His working life was devoted to books and literature, but he was able to combine this with his love of trees when establishing a partnership with the Woodland Trust.
His widow, Sue, his daughter and three of Mr Trewin’s grandchildren were present at the ceremony at Reffley Wood on Saturday to plant five oak trees.
Mrs Trewin said: “I am delighted that the Woodland Trust has honoured Ion in this way, and their choice of tree is excellent as Ion was strong and loved oak trees.”
Laura Judson of the Woodland Trust added: “Tree planting every year with the Man Booker Judges as their last ‘official’ duty has always been a pleasure and great fun.
“Without fail every year I looked forward to seeing Ion and hearing his thoughts on the judging process, his excitement for the next year, which was always palpable, and the quiet satisfaction we all got by planting our significant Man Booker trees and walking through new planted trees and our bluebell filled ancient woodlands.”

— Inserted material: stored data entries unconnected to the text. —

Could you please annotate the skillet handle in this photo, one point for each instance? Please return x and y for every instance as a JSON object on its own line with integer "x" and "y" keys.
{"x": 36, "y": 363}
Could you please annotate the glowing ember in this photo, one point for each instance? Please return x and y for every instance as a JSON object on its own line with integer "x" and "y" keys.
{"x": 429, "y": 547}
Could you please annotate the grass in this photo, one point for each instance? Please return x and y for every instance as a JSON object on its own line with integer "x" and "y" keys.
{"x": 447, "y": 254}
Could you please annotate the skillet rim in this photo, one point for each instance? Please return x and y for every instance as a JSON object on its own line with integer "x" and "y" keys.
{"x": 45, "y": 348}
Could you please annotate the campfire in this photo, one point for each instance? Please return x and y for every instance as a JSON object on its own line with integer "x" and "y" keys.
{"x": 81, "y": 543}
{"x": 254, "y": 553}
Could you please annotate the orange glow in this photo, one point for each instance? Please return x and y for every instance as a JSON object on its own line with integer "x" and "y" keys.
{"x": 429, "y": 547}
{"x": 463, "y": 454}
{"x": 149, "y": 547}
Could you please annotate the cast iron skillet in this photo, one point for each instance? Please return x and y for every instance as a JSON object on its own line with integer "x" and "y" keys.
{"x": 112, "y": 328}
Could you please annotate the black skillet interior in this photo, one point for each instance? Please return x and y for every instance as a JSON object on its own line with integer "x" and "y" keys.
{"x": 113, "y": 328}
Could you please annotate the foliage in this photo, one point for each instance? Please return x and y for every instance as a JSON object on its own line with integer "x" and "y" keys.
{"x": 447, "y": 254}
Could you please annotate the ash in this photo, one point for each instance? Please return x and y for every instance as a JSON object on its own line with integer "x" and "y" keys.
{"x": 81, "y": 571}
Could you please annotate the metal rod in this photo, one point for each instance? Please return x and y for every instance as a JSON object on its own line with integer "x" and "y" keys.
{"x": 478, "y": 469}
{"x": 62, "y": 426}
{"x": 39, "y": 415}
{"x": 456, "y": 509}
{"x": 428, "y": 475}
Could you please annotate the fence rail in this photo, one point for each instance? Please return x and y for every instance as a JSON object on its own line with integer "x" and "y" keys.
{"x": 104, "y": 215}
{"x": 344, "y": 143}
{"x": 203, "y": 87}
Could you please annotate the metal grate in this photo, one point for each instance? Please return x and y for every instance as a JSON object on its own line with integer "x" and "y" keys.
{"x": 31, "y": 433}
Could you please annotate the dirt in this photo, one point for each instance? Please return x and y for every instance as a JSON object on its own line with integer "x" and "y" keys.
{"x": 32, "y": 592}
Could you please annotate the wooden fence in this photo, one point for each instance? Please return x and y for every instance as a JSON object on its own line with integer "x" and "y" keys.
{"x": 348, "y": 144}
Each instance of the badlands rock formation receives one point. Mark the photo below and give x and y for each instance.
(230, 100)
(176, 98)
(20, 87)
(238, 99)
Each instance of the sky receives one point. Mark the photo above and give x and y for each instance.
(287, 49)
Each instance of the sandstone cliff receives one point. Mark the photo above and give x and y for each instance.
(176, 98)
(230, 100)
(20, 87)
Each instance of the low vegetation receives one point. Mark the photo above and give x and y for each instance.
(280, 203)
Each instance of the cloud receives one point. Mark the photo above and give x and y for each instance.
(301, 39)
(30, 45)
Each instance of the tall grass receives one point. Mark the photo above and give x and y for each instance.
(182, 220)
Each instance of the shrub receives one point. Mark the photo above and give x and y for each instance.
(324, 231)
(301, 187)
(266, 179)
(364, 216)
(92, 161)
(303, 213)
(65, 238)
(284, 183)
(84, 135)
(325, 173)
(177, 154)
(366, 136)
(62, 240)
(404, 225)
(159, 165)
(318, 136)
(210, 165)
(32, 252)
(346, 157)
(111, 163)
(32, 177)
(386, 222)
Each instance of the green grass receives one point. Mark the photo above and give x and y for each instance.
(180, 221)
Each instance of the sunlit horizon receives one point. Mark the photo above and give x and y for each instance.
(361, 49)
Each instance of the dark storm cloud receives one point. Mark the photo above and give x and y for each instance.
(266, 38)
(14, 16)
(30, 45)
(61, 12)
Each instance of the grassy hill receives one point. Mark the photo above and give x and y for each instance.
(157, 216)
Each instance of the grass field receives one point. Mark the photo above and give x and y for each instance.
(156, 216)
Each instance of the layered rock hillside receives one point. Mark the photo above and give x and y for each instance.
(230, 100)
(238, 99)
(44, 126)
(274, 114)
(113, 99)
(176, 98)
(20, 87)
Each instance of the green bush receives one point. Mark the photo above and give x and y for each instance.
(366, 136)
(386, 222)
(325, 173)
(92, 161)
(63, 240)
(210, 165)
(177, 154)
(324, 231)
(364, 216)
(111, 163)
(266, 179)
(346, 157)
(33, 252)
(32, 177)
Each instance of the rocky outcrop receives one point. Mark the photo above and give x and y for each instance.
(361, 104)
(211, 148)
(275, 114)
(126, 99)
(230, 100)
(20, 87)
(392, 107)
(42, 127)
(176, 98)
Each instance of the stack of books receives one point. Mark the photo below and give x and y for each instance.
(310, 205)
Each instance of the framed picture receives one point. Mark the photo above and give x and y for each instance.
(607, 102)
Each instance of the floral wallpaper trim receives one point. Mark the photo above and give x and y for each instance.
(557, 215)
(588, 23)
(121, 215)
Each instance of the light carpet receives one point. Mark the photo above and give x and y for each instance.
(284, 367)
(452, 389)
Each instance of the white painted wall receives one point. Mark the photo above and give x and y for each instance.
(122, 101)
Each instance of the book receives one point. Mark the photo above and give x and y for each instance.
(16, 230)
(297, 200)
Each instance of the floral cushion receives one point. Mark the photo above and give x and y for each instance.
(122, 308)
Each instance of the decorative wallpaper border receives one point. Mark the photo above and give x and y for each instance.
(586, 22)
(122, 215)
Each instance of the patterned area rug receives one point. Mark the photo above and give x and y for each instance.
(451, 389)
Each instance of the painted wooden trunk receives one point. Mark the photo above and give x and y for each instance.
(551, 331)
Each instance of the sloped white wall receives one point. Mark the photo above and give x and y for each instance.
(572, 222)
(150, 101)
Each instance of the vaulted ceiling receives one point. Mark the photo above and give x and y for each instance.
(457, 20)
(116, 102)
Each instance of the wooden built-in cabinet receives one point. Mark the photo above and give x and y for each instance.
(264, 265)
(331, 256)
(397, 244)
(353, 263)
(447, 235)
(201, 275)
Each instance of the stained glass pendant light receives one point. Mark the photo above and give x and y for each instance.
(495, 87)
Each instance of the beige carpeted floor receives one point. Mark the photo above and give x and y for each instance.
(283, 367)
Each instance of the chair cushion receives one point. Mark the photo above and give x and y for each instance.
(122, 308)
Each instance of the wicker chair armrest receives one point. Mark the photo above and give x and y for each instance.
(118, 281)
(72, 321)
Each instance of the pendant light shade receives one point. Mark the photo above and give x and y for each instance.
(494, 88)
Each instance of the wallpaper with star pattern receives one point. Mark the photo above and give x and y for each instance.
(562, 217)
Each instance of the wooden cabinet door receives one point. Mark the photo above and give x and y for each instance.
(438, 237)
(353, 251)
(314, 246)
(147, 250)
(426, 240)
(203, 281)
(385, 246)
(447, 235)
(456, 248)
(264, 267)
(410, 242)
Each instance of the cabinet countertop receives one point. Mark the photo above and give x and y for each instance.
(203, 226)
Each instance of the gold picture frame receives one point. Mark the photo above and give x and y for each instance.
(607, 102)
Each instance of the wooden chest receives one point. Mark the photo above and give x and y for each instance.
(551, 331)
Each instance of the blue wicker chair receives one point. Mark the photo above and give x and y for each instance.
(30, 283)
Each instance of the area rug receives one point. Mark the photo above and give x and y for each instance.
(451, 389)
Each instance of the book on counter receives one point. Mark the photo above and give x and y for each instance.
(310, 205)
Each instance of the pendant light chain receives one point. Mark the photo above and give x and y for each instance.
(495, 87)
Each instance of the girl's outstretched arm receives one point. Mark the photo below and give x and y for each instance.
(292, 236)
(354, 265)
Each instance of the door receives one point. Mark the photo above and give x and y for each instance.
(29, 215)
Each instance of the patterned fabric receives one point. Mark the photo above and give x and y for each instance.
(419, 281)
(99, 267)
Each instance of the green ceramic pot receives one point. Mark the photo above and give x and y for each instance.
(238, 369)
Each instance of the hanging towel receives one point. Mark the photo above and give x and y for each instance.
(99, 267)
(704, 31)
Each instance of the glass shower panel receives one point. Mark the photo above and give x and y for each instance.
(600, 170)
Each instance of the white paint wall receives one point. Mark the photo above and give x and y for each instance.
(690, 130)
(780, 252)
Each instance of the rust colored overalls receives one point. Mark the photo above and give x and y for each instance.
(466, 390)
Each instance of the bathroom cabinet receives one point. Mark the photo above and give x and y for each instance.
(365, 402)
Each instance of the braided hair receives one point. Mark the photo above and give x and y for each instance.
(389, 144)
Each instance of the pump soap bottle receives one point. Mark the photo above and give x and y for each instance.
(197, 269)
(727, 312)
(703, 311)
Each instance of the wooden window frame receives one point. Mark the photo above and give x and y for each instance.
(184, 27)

Mr Trewin was the literary editor of The Times from 1972-1979 and then with Hodder & Stoughton (for whom he published Thomas Keneally’s Schindler’s Ark) until 1992 and Orion Publishing Group to 2006.
He was director of the Man Booker Prize and the biographer of the controversial Conservative MP and Cabinet minister Alan Clark. He went on to edit Mr Clark’s diaries, too.
His funeral took place at Sandringham church.
Every year since 2009, the Trust has planted the ‘Booker Dozen’, 13 trees, one for each of the long-listed books chosen for the Man Booker Prize, which is publishing’s pre-eminent award for fiction in the English language.
The planting locations have included woods in Essex, Hertfordshire and Leicestershire, with the trees providing a symbolic gesture to compensate for the trees felled in order to produce the 100-plus books submitted for the prize each year.